Gamers mourn Xbox 360 after digital store closure

Microsoft has officially closed access to the Xbox 360 Marketplace. Gamers are now mourning the loss of the iconic console storefront — and the “hundreds” of games which are no longer accessible due to the closure, as the Video Game History Foundation posted on X.

The Xbox 360 went on sale on November 22, 2005, ushering in a new generation of multiplayer gaming. The Xbox 360 Marketplace just missed its 20th anniversary; the PlayStation 3 storefront remains the last frontier of online services for this console generation, as Nintendo pulled its Wii Shop in 2019. (Sony Interactive Entertainment attempted to close its PlayStation 3 and PlayStation Vita stores, but reversed that decision after player protests.)

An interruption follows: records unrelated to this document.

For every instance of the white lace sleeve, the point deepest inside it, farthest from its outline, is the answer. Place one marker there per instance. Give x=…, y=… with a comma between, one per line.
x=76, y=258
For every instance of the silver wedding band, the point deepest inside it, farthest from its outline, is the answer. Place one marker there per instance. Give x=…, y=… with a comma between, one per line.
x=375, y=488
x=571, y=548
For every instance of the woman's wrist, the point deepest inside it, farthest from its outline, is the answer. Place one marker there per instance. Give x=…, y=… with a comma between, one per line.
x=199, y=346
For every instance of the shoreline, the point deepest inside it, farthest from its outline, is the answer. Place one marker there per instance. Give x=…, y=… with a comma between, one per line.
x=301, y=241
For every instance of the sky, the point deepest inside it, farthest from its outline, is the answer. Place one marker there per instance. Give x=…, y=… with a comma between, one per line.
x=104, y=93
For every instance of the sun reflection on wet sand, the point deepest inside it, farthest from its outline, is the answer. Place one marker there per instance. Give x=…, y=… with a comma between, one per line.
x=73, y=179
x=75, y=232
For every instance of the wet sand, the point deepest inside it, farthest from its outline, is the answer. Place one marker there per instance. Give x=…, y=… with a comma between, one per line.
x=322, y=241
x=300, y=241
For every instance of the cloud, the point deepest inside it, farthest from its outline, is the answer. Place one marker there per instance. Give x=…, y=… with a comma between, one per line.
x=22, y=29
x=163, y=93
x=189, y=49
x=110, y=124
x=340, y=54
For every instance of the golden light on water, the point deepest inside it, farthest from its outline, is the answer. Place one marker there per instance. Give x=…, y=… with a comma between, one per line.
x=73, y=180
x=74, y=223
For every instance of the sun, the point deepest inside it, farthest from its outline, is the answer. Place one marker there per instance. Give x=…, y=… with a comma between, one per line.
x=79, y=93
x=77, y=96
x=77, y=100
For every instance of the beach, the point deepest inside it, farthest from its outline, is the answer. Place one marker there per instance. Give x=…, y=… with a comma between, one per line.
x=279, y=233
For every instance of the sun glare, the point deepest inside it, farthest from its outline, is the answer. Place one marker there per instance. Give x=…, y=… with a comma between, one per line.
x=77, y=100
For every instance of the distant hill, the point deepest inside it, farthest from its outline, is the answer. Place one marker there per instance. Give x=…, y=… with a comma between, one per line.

“Today, the Xbox 360 Marketplace is closing for good, removing hundreds of games and DLC from the marketplace with no legal way to access them,” the Video Game History Foundation wrote on X. “We’re working to fix copyright laws that preserve games, but for now we figured a pie couldn’t hurt.”

Microsoft held huge sales on Xbox 360 Marketplace games in the lead-up to the store’s closure — a last hurrah for buying digital Xbox 360 games. Microsoft added a ton of games to its backward compatibility service, making many games available to play on its newer consoles, the Xbox One and Xbox Series X. But there are plenty of digital-only games that are not compatible with newer consoles — and that creates a huge (legal) problem for access to those games. Games purchased before the storefronts closed are still accessible to people who own them (or, more accurately, who have licensed them).

Gamers keep coming together on social media and in forums to say goodbye to the storefront and the games that won’t survive the end. Larry Hryb, the former Xbox executive better known to the Xbox community as Major Nelson, posted a tribute to the console marketplace for X: “Almost 19 years later, all good things must come to an end. We’re in the final 24 hours (or so) of the Xbox 360 Marketplace,” he wrote. “It’s been a pleasure sharing all the thousands of Marketplace sales and updates I’ve done over the years. Thanks for having fun, playing fair, and submitting feedback.”

RIP, Xbox 360 Marketplace. It really happened.